I'll write directions out on a napkin and slip it to him. Then say P.S. The UTI is gone.... that's not creepy at all right?
So I just almost came on my own face I had to dodge it as it was flying by...that was a first
Blowing lines off from the book where the wild things are... bad babysitter?
just woke up with a thong on my face, dont remember going home with anyone and its way too big for it to be a good thing
What can i say, inner beauty is great but it makes a hard picture to jack off to
I didn't think I could chip a tooth while giving a blowjob until I met him.
He told me his mother taught him that move. What the hell do I say to that?
I dont think he stole the pillow. I mean if he wanted a souvenir, my thong was on the nightstand.
there is no amount of schooling that prepares you for when your morbidly obese 45 year old patient tells you she has her clit pierced.
I'm more concerned with the fact that he was UNconcerned that live poultry could peck him in the nutsack @ any moment of sex
I've used my house key more to do bumps of coke than I've used it to get in my house.

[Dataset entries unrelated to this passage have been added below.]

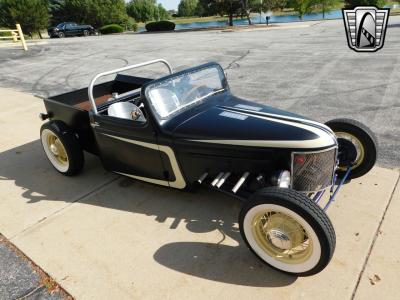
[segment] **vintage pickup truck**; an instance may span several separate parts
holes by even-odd
[[[170,74],[120,74],[155,63]],[[44,104],[41,141],[57,171],[79,173],[85,150],[106,170],[137,180],[229,194],[243,201],[238,223],[248,247],[297,276],[329,263],[336,237],[326,210],[377,156],[373,134],[356,121],[322,124],[235,97],[217,63],[176,73],[162,59],[127,66]]]

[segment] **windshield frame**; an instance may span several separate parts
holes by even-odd
[[[207,95],[204,95],[201,98],[198,98],[198,99],[195,99],[195,100],[193,100],[193,101],[191,101],[189,103],[186,103],[184,106],[179,107],[179,108],[175,109],[174,111],[172,111],[171,113],[169,113],[168,116],[166,116],[166,117],[161,117],[157,113],[157,111],[155,111],[155,108],[153,107],[153,105],[151,103],[151,99],[149,99],[149,97],[148,97],[148,89],[149,88],[152,88],[154,85],[160,84],[160,83],[162,83],[164,81],[167,81],[169,79],[180,77],[180,76],[185,75],[185,74],[197,73],[197,72],[200,72],[202,70],[210,69],[210,68],[217,68],[219,70],[219,73],[222,76],[222,78],[221,78],[222,88],[221,89],[219,89],[217,91],[210,92],[210,93],[208,93]],[[161,123],[164,123],[166,121],[169,121],[169,120],[173,119],[174,117],[176,117],[177,115],[180,115],[184,111],[189,110],[190,107],[196,107],[199,104],[204,103],[204,99],[212,97],[215,94],[219,94],[221,92],[226,92],[226,91],[229,91],[229,85],[228,85],[228,81],[227,81],[226,76],[225,76],[224,69],[218,63],[210,62],[210,63],[199,65],[199,66],[196,66],[196,67],[193,67],[193,68],[185,69],[185,70],[182,70],[182,71],[173,73],[171,75],[164,76],[164,77],[161,77],[159,79],[152,80],[151,82],[146,83],[142,87],[142,97],[145,99],[146,106],[149,108],[148,110],[151,111],[151,114],[154,116],[154,118],[158,121],[159,124],[161,124]]]

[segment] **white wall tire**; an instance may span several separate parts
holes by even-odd
[[[364,124],[351,119],[334,119],[326,122],[335,133],[339,144],[339,168],[336,174],[342,178],[349,165],[353,165],[348,180],[367,174],[378,157],[378,142],[374,133]],[[356,157],[349,161],[346,143],[353,145]],[[353,152],[353,151],[350,151]]]
[[[243,239],[263,262],[293,275],[320,272],[334,252],[335,233],[326,214],[290,189],[258,191],[243,206],[239,226]]]
[[[51,130],[44,129],[41,134],[42,145],[47,158],[54,168],[61,173],[69,169],[69,159],[60,138]]]
[[[84,156],[75,135],[61,122],[48,122],[40,129],[43,150],[52,166],[61,174],[71,176],[79,173]]]

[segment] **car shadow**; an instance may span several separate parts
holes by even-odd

I hope your face alive. Lemme know if you are breathing in the morning. If not. Whoever is reading this tell me when the funeral for this awesome mother fucker is and we will rage at that event. Kthanksbye
Last night I said "I'm so glad you broke up with your lesbian soccer mom girlfriend" I don't remember how he reacted I just remember trying to pee in the woods
They way I see it is I've wasted 7 years of having these glorious tits. I only have about 3 good years left before idk kids or just gravity takes over and they don't look this nice so it's basically open season.
My fuck it list is complete! I finally got a firefighter!